I couldn’t agree more. But I have to add something that would probably not be a President’s place to say… that the deficit of trust extends beyond that between Govt and Citizen. It exists between merchant and consumer as well, probably more so than ever before. It exists between parent and teacher. It exists between neighbors. Some of this is a result of real, verifiable actions, but much of it is a result of a culture of fear and distrust that is perpetuated by those seeking to profit from it. Until we admit and address this problem, no meaningful change can occur.
“But what frustrates the American people is a Washington where every day is Election Day. We cannot wage a perpetual campaign where the only goal is to see who can get the most embarrassing headlines about their opponent – a belief that if you lose, I win. Neither party should delay or obstruct every single bill just because they can. The confirmation of well-qualified public servants should not be held hostage to the pet projects or grudges of a few individual Senators. Washington may think that saying anything about the other side, no matter how false, is just part of the game. But it is precisely such politics that has stopped either party from helping the American people. Worse yet, it is sowing further division among our citizens and further distrust in our government.”

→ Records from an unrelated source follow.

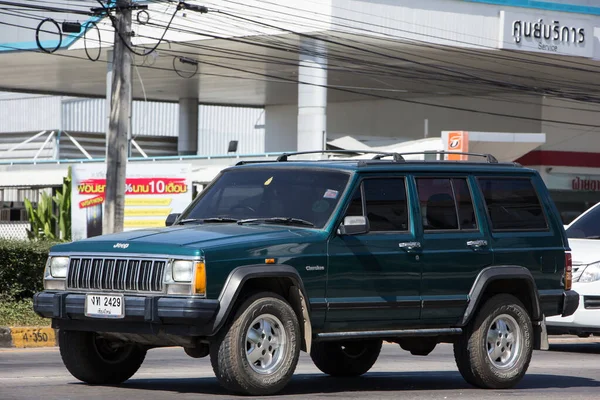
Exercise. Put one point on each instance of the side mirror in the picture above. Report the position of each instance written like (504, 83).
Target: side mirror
(171, 218)
(355, 225)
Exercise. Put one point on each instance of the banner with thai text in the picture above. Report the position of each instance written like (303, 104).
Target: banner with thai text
(152, 191)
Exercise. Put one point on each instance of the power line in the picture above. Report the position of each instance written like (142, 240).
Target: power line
(397, 99)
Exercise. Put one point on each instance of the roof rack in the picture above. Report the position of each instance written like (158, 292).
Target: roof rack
(490, 158)
(380, 154)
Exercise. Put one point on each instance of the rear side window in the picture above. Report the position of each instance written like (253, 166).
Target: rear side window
(386, 205)
(513, 204)
(446, 204)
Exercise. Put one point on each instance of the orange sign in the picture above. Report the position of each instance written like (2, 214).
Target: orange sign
(458, 142)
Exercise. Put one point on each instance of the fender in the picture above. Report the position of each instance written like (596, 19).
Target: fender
(494, 273)
(240, 275)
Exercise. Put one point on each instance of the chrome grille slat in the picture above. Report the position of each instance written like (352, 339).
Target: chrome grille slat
(116, 274)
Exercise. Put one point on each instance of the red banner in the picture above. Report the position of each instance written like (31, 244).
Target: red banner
(133, 186)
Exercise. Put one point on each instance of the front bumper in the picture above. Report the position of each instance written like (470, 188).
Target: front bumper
(182, 315)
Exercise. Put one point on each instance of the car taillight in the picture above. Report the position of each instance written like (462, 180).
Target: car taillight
(568, 270)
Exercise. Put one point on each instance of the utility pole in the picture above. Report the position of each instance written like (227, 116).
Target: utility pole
(118, 125)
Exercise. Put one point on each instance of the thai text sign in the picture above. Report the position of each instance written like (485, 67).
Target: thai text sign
(545, 33)
(152, 191)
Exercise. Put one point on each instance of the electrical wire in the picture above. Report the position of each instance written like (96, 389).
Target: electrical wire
(37, 35)
(125, 42)
(433, 105)
(86, 30)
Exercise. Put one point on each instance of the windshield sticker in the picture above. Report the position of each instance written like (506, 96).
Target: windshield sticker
(320, 206)
(330, 194)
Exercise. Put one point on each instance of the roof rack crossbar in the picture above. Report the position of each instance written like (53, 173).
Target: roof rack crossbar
(490, 158)
(380, 154)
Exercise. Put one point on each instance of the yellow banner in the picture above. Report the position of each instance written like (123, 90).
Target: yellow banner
(147, 201)
(147, 212)
(144, 223)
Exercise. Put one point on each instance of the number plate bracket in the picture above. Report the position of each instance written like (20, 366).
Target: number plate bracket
(99, 305)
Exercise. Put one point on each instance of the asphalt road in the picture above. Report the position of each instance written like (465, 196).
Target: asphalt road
(567, 371)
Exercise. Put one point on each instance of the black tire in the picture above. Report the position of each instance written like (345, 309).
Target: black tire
(346, 358)
(471, 350)
(94, 360)
(228, 353)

My kids don’t know an America without deep division. They are growing up in a world where everything is measured and proclaimed Red or Blue. They were toddlers during the 2000 fiasco. As small children, they ate dinner with the news on in the background. They went with me to meetings and rallies, and they dealt with a houseful of strangers that stayed with us while we worked with MoveOn. I’m sure that for most of their young lives, they just assumed this was normal, that every family devoured political news 24/7, and that every family lived and died with every soundbite offered from some pundit on the television. I made a conscious decision to change that last year. The first thing to go was television. They haven’t missed it, not one bit. (I struggled during football season, but some good friends Tivo-ed a few games and allowed me to come watch at my leisure.) Anyway, a childhood spent listening and watching politics just didn’t seem fair to me, and I felt that it was taking too much of my time and attention away from them. Bottom line: Its been better for us at home.
“Just saying no to everything may be good short-term politics, but it’s not leadership. We were sent here to serve our citizens, not our ambitions”

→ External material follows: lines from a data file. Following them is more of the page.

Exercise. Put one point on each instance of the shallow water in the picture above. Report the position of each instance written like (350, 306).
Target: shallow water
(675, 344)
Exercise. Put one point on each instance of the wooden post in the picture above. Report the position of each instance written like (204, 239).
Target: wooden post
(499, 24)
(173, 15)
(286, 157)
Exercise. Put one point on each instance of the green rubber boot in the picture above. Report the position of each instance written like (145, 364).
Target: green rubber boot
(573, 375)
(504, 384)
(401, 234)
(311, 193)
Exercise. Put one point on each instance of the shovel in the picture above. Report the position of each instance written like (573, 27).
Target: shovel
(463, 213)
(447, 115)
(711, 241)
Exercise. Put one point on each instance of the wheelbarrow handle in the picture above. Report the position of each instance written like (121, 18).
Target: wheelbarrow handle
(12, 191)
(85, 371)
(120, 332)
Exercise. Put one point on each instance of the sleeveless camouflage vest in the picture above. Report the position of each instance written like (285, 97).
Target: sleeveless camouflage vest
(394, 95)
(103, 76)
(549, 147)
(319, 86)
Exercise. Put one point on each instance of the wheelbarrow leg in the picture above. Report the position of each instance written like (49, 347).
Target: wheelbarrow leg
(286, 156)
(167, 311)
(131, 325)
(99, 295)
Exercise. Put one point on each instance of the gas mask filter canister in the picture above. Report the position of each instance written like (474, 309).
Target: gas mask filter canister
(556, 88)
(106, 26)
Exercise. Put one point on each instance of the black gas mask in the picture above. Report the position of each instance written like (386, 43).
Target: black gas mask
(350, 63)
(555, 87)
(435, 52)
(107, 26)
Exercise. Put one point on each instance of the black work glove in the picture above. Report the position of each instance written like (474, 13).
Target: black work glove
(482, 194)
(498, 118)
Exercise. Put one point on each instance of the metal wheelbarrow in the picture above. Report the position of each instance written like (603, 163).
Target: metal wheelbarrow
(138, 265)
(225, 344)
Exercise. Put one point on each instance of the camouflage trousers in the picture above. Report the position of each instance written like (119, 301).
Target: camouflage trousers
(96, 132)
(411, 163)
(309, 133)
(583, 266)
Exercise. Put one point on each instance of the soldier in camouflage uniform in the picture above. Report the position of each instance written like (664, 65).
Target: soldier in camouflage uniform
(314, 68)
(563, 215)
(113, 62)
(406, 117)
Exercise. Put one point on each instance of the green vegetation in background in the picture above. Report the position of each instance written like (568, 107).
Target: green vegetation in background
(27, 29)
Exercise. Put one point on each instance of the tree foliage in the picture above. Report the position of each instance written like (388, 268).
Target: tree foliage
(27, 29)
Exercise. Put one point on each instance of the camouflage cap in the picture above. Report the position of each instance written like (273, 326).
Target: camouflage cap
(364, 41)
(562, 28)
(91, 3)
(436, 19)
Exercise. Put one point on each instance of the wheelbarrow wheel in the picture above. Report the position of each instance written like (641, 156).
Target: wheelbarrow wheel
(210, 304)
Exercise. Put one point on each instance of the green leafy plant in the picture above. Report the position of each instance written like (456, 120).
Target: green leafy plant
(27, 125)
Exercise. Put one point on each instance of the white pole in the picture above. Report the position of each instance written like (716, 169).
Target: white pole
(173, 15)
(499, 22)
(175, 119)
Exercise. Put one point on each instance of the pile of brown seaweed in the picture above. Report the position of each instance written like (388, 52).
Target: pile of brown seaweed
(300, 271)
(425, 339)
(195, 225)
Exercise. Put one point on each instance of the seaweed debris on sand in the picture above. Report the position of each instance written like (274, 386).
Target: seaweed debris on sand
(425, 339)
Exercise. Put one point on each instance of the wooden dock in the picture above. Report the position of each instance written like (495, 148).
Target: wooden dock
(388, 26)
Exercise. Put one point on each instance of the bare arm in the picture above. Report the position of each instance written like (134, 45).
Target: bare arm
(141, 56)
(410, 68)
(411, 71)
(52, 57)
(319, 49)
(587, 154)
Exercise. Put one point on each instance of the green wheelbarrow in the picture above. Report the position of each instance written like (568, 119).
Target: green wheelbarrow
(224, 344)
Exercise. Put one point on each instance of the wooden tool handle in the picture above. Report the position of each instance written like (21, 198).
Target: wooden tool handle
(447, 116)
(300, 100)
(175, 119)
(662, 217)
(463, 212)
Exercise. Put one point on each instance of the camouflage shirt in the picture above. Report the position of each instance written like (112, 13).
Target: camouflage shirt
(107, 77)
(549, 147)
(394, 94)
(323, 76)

“Those of us in public office can respond to this reality by playing it safe and avoid telling hard truths. We can do what’s necessary to keep our poll numbers high, and get through the next election instead of doing what’s best for the next generation.”
Two things I’d like to emphasize: We lack leadership everywhere, and people are starving for it. I’m always surprised to read comments from people that assert our elected officials must represent their constituents by giving them what they want. Thats the last thing they should do, if you ask me. If that was the case, you could literally elect anyone to do this. We need leaders who are not afraid to cast an unpopular vote and then go explain to their constituents why they did so. That is leadership.
Poll numbers. I hate them. Most of the time, they are meaningless. I’m not saying that they can’t be better, and some guys, (Nate Silver comes to mind) have really gotten good at reading the tea leaves. But when elected officials rely on them to decide whats best, well, the old saying “look, there go my people, I must run ahead of them so I can lead them!” is certainly applicable.
There were some great parts of this speech, and after reading it I was reminded why I was excited about Obama in the first place. Even without the aid of seeing him deliver it, the speech was uplifting and, dare I say it….hopeful.